Although he said the film's release amid US President Donald Trump's hardline stance against Iran is sheer coincidence, he still hopes it will send the "warmongering" leader a message.
"I hope that the film shows Trump how American soldiers will face a humiliating defeat if they attack Iran," he said.
Azima went on to state that the film, which was four years in the making, is in response to the "many" Hollywood films and computer games against Iran.
"...We made this film as an answer to that propaganda," the 35-year-old said.
He noted, however, that the team behind the film has not received any money from the Iranian government, and that the IRGC had no role in the making of the movie.
"Our animators are not working for money, but for their beliefs and their love of the country. Thank God, everyone is surprised that we've managed to create such high-quality production under this poor condition," he said, referring to the film's modest budget.
Azima said screenings of the film will begin as soon as the movie gets the necessary permissions from cultural authorities. Local outlets have reported it will be released sometime this month.
The film's upcoming release comes amid Trump's hardline rhetoric against Tehran, with the US leader saying he will not be as "kind" to the country as his predecessor Barack Obama was.
The Republican billionaire has stated that military options are not off the table when it comes to Iran, and has repeatedly criticized the nuclear accord agreed between Tehran and six world powers as "disastrous" and the "worst deal ever negotiated." He told an American Israel Public Affairs Committee (AIPAC) conference in May that his "number one priority" was to dismantle the deal.

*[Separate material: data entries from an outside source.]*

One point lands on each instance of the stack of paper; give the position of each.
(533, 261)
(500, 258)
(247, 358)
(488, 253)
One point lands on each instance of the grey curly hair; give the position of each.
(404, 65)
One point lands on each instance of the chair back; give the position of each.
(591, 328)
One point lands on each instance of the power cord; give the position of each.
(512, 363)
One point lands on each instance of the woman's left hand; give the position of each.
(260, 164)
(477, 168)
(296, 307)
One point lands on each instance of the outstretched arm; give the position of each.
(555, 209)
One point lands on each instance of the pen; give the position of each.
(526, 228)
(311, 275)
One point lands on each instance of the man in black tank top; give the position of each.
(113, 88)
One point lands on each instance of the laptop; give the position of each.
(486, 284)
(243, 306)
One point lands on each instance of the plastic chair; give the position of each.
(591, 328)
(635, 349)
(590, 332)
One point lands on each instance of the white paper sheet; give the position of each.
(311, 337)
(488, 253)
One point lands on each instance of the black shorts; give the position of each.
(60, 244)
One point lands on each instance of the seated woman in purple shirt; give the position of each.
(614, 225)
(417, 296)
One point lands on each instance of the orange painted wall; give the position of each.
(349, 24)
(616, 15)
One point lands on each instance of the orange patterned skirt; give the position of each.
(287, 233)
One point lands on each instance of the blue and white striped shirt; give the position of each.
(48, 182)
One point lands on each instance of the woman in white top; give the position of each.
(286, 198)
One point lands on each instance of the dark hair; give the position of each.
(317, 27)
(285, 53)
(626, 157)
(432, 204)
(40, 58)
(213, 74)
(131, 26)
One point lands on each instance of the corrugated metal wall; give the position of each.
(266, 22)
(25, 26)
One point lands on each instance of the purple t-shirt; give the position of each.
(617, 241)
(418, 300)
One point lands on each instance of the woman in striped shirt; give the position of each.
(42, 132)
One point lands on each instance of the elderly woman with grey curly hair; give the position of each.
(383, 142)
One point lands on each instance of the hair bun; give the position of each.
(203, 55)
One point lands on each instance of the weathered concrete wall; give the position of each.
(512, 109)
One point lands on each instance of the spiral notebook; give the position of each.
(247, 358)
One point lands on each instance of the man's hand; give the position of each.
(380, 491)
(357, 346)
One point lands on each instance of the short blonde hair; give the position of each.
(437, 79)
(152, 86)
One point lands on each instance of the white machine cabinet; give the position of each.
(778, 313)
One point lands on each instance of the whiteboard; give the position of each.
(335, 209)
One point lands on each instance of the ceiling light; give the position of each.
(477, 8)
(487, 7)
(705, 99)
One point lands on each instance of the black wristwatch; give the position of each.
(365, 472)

Iran has expressed concern over the possibility of Trump dismantling the deal, which outlines Tehran's commitment to reduce its nuclear program in exchange for the six world powers - the US, Britain, France, Germany, Russia, and China - lifting international sanctions against the country.
Last month, Tehran warned Washington against "creating new tensions" with Iran over an alleged ballistic missile test which the US says it held, stating that its missiles are not in violation of United Nations resolutions because they are for defensive purposes, and are not designed to carry nuclear warheads.
Tensions between Washington and Tehran were further strained in January by Trump's travel ban on citizens from seven mainly Muslim countries, including Iran. Tehran called the ban "insulting" and vowed to take "reciprocal measures."